Rugby students learn about the Holocaust through Butterfly Project
In 1942, Pavel Friedmann, a Jew born in Czechoslovakia, wrote a poem about the fleeting beauty of the butterfly, a sight which he never saw again once he was sent to a Nazi concentration camp.
That poem has spawned a project by the Holocaust Museum Houston, and has given eighth-graders at Rugby High School a new perspective on the atrocities of World War II.
The museum is collecting 1.5 million butterflies, representing the number of children that were killed in the Holocaust.
Eighth-grade English teacher Kyle Vareberg knew that his class would be studying the story of Anne Frank this year as part of the regular curriculum.
After hearing about this project, he thought it would dovetail nicely into the course of study.
“I came across this project and thought, I’m definitely going to have my eighth-graders do this,” he said. “It’s a cool project for them to be involved in, but I thought why send 40 butterflies if I can orchestrate the school system to send 400. I’ve been working on this since December. The eighth-graders are taking over as of today.”
The class started by reading the poem a few times and talked about it in class.
“What we talk about is what does the butterfly in this poem mean,” Vareberg said. “It’s just how all the beauty in the world is washed away. He never gets to see anything beautiful anymore.”

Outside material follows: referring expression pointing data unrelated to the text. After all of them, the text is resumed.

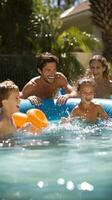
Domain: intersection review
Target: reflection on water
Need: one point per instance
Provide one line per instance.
(63, 162)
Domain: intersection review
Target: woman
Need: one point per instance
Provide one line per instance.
(98, 67)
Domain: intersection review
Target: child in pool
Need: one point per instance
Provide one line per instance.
(9, 104)
(86, 109)
(98, 67)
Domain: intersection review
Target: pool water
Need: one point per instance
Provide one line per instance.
(66, 162)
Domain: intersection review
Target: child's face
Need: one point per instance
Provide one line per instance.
(12, 103)
(97, 69)
(48, 72)
(86, 93)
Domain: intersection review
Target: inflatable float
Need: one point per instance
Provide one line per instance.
(53, 111)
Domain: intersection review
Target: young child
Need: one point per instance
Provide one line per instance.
(86, 109)
(9, 104)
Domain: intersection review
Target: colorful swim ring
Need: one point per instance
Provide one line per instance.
(35, 116)
(54, 111)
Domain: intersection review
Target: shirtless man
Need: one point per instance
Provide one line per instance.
(86, 109)
(99, 69)
(49, 81)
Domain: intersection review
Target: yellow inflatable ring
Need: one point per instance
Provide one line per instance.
(35, 116)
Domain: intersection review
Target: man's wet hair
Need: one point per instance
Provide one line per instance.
(45, 58)
(85, 81)
(103, 61)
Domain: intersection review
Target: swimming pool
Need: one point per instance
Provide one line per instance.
(70, 162)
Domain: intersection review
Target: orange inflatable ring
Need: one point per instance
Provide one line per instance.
(19, 119)
(35, 116)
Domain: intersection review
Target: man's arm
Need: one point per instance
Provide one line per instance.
(70, 92)
(102, 114)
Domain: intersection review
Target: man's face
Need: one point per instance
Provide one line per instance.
(48, 72)
(86, 93)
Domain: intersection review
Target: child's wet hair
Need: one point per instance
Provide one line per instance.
(103, 61)
(45, 58)
(6, 87)
(86, 81)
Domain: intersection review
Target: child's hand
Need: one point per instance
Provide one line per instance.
(64, 120)
(28, 127)
(34, 100)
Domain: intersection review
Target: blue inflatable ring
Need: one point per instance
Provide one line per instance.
(53, 111)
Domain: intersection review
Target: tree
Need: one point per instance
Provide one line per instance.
(102, 17)
(14, 26)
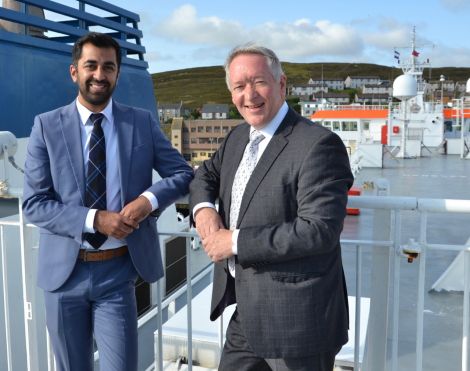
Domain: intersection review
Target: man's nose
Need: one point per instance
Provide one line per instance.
(99, 73)
(251, 91)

The students started working on their own butterflies and began posting them to a large wall in the school. In May, the students will send their butterflies to Houston, as well as ones decorated by students from Ely Elementary and other classes at RHS.

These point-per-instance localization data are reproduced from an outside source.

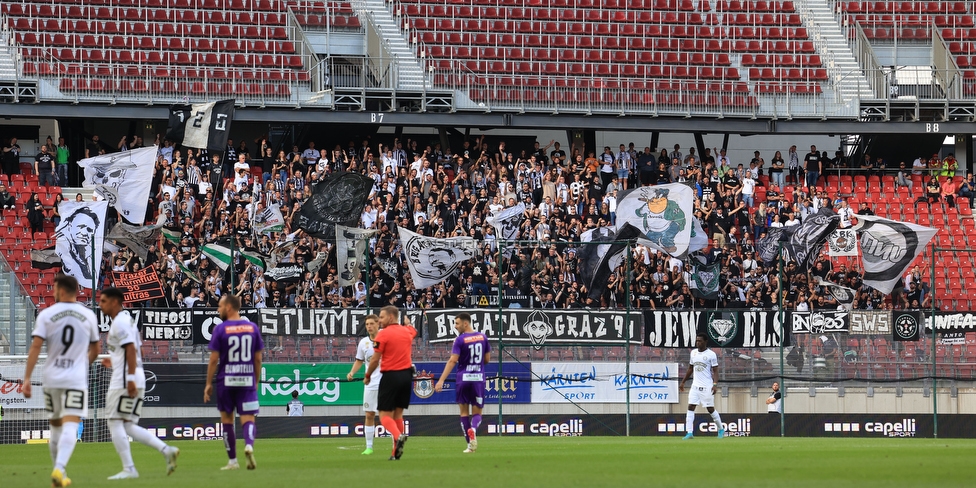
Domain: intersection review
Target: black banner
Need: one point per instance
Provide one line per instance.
(295, 322)
(820, 322)
(540, 327)
(737, 329)
(338, 199)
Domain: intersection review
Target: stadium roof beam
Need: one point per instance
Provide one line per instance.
(510, 120)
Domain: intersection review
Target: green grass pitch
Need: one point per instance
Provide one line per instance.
(532, 462)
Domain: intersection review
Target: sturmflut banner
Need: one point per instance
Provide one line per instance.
(539, 327)
(604, 382)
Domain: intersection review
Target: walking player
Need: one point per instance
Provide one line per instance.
(471, 353)
(704, 364)
(235, 358)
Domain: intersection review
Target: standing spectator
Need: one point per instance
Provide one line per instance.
(61, 157)
(812, 167)
(44, 168)
(11, 158)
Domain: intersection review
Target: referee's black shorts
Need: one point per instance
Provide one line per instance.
(395, 387)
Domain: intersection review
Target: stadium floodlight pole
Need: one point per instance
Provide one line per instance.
(782, 338)
(935, 366)
(501, 345)
(628, 330)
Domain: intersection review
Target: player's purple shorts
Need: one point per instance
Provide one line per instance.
(242, 400)
(470, 393)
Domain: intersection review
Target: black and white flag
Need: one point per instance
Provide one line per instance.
(706, 279)
(507, 222)
(269, 220)
(201, 125)
(433, 260)
(350, 247)
(842, 242)
(598, 261)
(843, 295)
(800, 242)
(888, 248)
(80, 238)
(123, 179)
(338, 199)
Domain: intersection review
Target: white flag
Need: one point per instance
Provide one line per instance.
(123, 179)
(269, 220)
(842, 242)
(662, 213)
(888, 248)
(80, 239)
(350, 247)
(433, 260)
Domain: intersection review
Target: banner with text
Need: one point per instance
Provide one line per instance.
(514, 385)
(748, 328)
(313, 382)
(604, 383)
(540, 327)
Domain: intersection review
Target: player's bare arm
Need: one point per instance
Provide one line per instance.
(211, 371)
(447, 370)
(32, 356)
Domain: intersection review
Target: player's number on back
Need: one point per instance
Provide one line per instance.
(475, 351)
(240, 349)
(67, 338)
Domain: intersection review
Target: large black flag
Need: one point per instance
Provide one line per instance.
(800, 242)
(338, 199)
(201, 125)
(598, 261)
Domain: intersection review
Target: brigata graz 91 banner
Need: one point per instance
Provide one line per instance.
(540, 327)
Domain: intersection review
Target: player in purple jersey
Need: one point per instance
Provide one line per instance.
(471, 353)
(235, 362)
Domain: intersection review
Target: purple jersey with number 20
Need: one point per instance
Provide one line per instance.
(237, 342)
(471, 348)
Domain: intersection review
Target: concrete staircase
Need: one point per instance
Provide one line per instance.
(831, 40)
(410, 74)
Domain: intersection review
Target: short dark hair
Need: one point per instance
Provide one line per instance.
(66, 283)
(234, 301)
(114, 293)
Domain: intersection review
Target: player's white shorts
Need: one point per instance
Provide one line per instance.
(63, 402)
(701, 395)
(371, 399)
(120, 406)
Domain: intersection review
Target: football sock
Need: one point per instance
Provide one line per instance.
(250, 432)
(370, 431)
(52, 443)
(143, 436)
(465, 425)
(66, 445)
(121, 442)
(230, 441)
(391, 427)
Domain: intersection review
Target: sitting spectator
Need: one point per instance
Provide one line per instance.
(949, 191)
(902, 179)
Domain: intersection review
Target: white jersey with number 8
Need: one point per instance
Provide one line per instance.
(68, 328)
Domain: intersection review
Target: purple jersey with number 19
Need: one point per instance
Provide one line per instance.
(236, 341)
(471, 348)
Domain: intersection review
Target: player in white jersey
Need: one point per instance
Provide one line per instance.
(371, 391)
(704, 364)
(127, 387)
(71, 333)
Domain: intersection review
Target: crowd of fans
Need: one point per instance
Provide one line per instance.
(442, 192)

“I thought it was kind of cool how they can let people who don’t know much about the Holocaust participate and learn more about it,” Jasmine Morrow said. “It’s something small that stands for something much bigger.”
It’s a project that has resonated with many of Vareberg’s students.
“When you think about we’ve been hearing 12 million people were killed, but you don’t think of how many of those were children,” said Cade Heilman. “It makes you think how unbearable the conditions were to think that seeing a butterfly would make your day.”
The class hopes to fill the wall completely by the end of the spring term, and is accepting submissions from anyone and everyone.
“The big thing is getting the public involved,” Vareberg said. “If anyone wants to go on the Internet and print off a template and color a butterfly and bring it in, they can add their butterfly to the wall. It’s a nice way to memorialize these victims.”
That sentiment was echoed by eighth-grader Abagail Volk as she hung up one of the dozens of butterflies now on the wall.
“It’s really sad that they all died, but it’s cool to put all of these butterflies up to remember them,” she said.